Dokończmy wątek z kodeksem karnym. Nie po to, by kogokolwiek straszyć, ale po to by przestrzec. Tak więc artykuł 162 Kodeksu karnego stanowi, że każdy ma obowiązek udzielić pierwszej pomocy, jeśli jest świadkiem lub uczestnikiem sytuacji zagrażającej zdrowiu lub życiu innego człowieka. „Osoba, która nie udzieli pomocy poszkodowanemu znajdującemu się w położeniu grożącym bezpośrednim niebezpieczeństwem utraty życia albo ciężkiego uszczerbku na zdrowiu podlega karze pozbawienia wolności do lat 3”. Kary uniknie osoba, dla której podjęcie się pierwszej pomocy stanowiłoby również realne zagrożenie. Warto wiedzieć, że osoba udzielająca pierwszej pomocy podlega ochronie jak funkcjonariusz publiczny. Prawnie wyłącza się od odpowiedzialność za nieumiejętne udzielenie pomocy, chyba że takie działanie było umyślne albo w oczywisty sposób niezgodne z zasadami znanymi każdemu przeciętnemu człowiekowi. To tyle, z grubsza, kwestii prawnych, przejdźmy teraz do zagadnień medycznych.

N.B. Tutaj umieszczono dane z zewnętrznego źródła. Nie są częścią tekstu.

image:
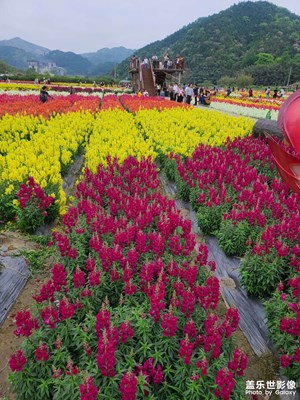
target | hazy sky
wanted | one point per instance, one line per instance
(89, 25)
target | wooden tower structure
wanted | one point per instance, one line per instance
(147, 77)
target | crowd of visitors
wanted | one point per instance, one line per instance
(188, 93)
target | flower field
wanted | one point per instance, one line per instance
(129, 310)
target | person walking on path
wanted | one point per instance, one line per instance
(189, 93)
(195, 90)
(44, 95)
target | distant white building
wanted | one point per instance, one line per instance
(51, 67)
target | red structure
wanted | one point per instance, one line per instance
(288, 164)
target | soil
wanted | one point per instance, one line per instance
(11, 243)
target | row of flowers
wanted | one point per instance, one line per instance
(58, 87)
(239, 198)
(31, 105)
(111, 132)
(249, 111)
(129, 309)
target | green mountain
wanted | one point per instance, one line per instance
(255, 38)
(28, 47)
(73, 63)
(113, 55)
(16, 52)
(14, 56)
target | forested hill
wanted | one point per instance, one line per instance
(254, 38)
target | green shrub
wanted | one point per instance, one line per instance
(233, 237)
(260, 274)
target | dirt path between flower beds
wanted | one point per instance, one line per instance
(11, 244)
(262, 363)
(263, 368)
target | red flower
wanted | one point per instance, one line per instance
(17, 361)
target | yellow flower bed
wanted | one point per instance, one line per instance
(43, 149)
(180, 130)
(50, 149)
(115, 134)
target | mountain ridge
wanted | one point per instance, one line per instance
(17, 52)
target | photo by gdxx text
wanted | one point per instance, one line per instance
(267, 388)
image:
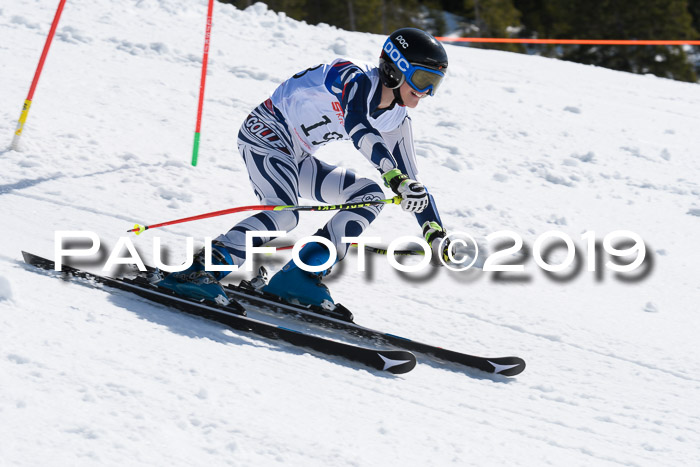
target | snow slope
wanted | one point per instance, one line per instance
(511, 142)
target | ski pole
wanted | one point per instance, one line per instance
(138, 229)
(35, 81)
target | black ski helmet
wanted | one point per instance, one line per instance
(417, 47)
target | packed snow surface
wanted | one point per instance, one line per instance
(511, 142)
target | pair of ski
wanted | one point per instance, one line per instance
(234, 316)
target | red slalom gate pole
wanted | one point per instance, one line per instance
(37, 73)
(138, 228)
(205, 59)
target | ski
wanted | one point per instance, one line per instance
(234, 316)
(342, 319)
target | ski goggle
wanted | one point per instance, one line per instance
(420, 78)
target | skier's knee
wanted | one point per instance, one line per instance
(364, 189)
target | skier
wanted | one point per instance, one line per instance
(278, 140)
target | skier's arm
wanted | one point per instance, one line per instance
(400, 142)
(352, 87)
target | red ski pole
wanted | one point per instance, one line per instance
(264, 207)
(205, 59)
(37, 73)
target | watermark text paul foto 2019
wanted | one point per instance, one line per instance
(625, 249)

Europejska Rada Resuscytacji podkreśla, że podjęcie resuscytacji krążeniowo-oddechowej (RKO - czyli uciskanie klatki piersiowej i oddechy ratownicze) wobec osób u których doszło do NZK zwiększa ich szanse na przeżycie dwu- , a nawet 3-krotnie. Jeśli RKO połączy się z z automatyczną defibrylacją zewnętrzną (AED), to szanse na przeżycie poszkodowanych diametralnie wzrastają. NZK lub zawał, który może przeistoczyć się w NZK – w Europie dotyka rocznie ponad 700 tys. osób. W USA NZK jest najczęstszą przyczyną śmierci. Codziennie, także dzisiaj z tego powodu umrze kilkanaście tysięcy osób na całym świecie, w tym ok. 95 osób w Polsce. Warto wiedzieć, że bez defibrylatora szansa na przeżycie wynosi mniej niż 7 proc. Obsługa AED jest banalnie prosta. Urządzenie informuje, krok po kroku, co obsługujący je ma robić. A tymczasem w o szóstej sytuacji zagrożenia życia osoby drugiej świadkowie podejmują próby jego ratowania. Dlaczego? Bo się boją, że nie podołają.

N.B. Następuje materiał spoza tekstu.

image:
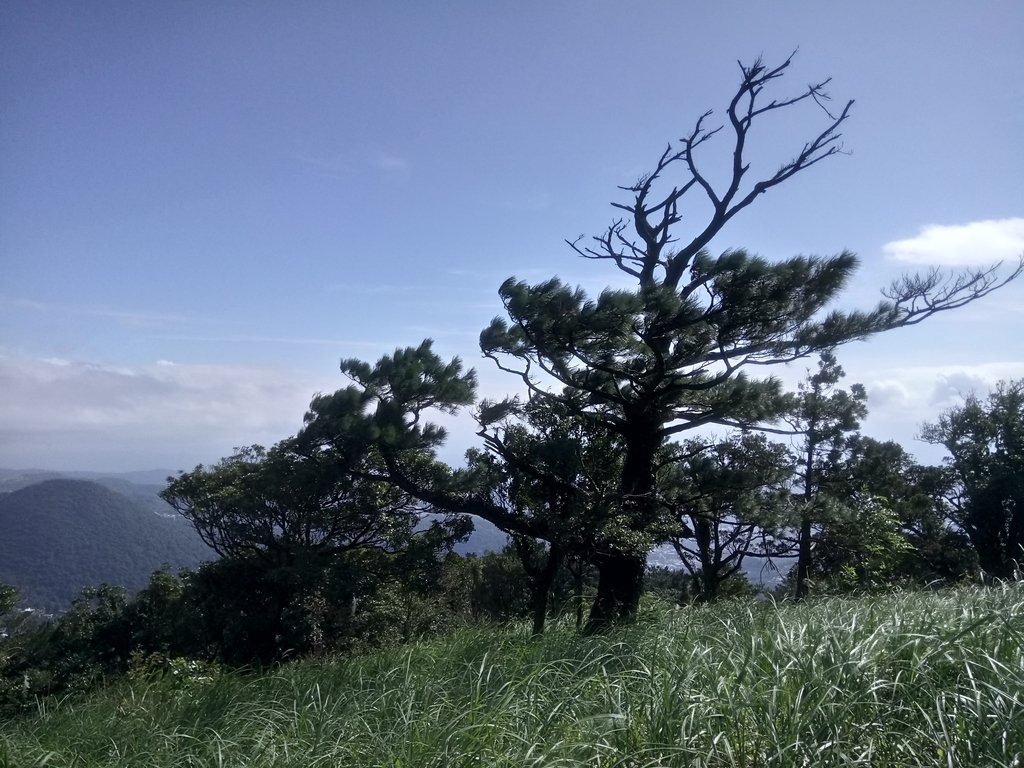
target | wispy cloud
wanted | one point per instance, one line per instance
(976, 243)
(66, 414)
(389, 162)
(124, 316)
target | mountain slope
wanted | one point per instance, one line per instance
(59, 536)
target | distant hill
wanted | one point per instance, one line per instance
(61, 535)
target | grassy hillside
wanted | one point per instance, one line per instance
(909, 680)
(60, 536)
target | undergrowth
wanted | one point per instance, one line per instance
(904, 680)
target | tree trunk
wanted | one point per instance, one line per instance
(804, 556)
(619, 587)
(621, 574)
(541, 588)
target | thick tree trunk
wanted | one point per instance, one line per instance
(621, 574)
(619, 588)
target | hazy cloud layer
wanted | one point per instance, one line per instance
(73, 415)
(977, 243)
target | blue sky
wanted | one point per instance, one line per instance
(204, 206)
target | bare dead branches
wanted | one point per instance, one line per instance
(643, 252)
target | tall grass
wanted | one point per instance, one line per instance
(905, 680)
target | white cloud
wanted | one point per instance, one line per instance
(75, 415)
(977, 243)
(901, 399)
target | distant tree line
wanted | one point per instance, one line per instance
(341, 536)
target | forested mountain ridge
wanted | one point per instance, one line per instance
(62, 535)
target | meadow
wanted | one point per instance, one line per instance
(911, 679)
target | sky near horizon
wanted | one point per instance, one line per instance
(205, 206)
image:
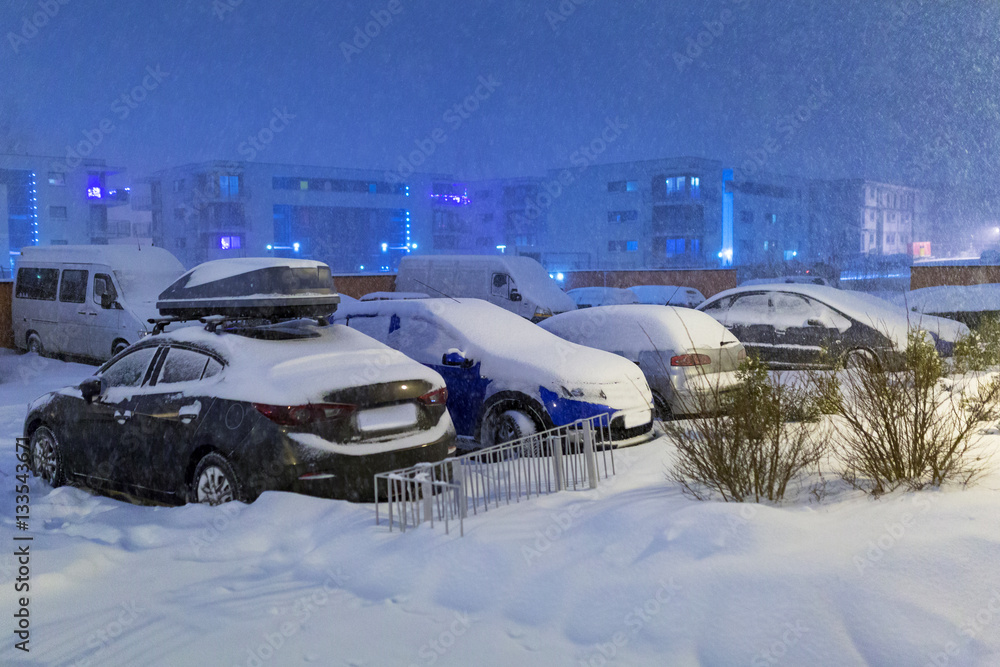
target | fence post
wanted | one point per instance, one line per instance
(556, 444)
(426, 491)
(458, 477)
(588, 452)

To co teraz przeczytacie jest świadomie wytłuszczone. Warto to zapamiętać. Jeśli jesteś w sytuacji, w której ktoś jest nieprzytomny, ledwo oddycha lub w ogóle nie oddycha, to dzwonisz na 999. Telefon odbierze koordynator pogotowia. On będzie pokieruje udzielającym pomocy, nawet gdyby ten nie miał o tym zielonego pojęcia.
Z ostatnich badań wynika, że 61 proc. Polaków (deklaruje, że) potrafi udzielić pierwszej pomocy nim do poszkodowanego przyjedzie zespół ratownictwa medycznego (do 8 minut w mieście, do 15 minut poza nim). Według badań CBOS (2017 r.), 67 proc. Polek i Polaków deklaruje, że umiałoby w razie wypadku udzielić pierwszej pomocy, ale tylko 19 proc. jest całkowicie pewnych swoich umiejętności. W 2022 r. w badaniach przeprowadzonych Warsaw Enterprise Institute i Defence24.pl okazało się 61 proc. respondowanych stwierdziło, że potrafi udzielić pierwszej pomocy przedmedycznej „w niewielkim stopniu”, przy czym tylko 15 proc. oceniło swoje umiejętności w tym zakresie jako duże. Jak wynika z tych statystyk wiedza o pierwszej pomocy w naszym społeczeństwie nie jest tak duża, jak się wydaje.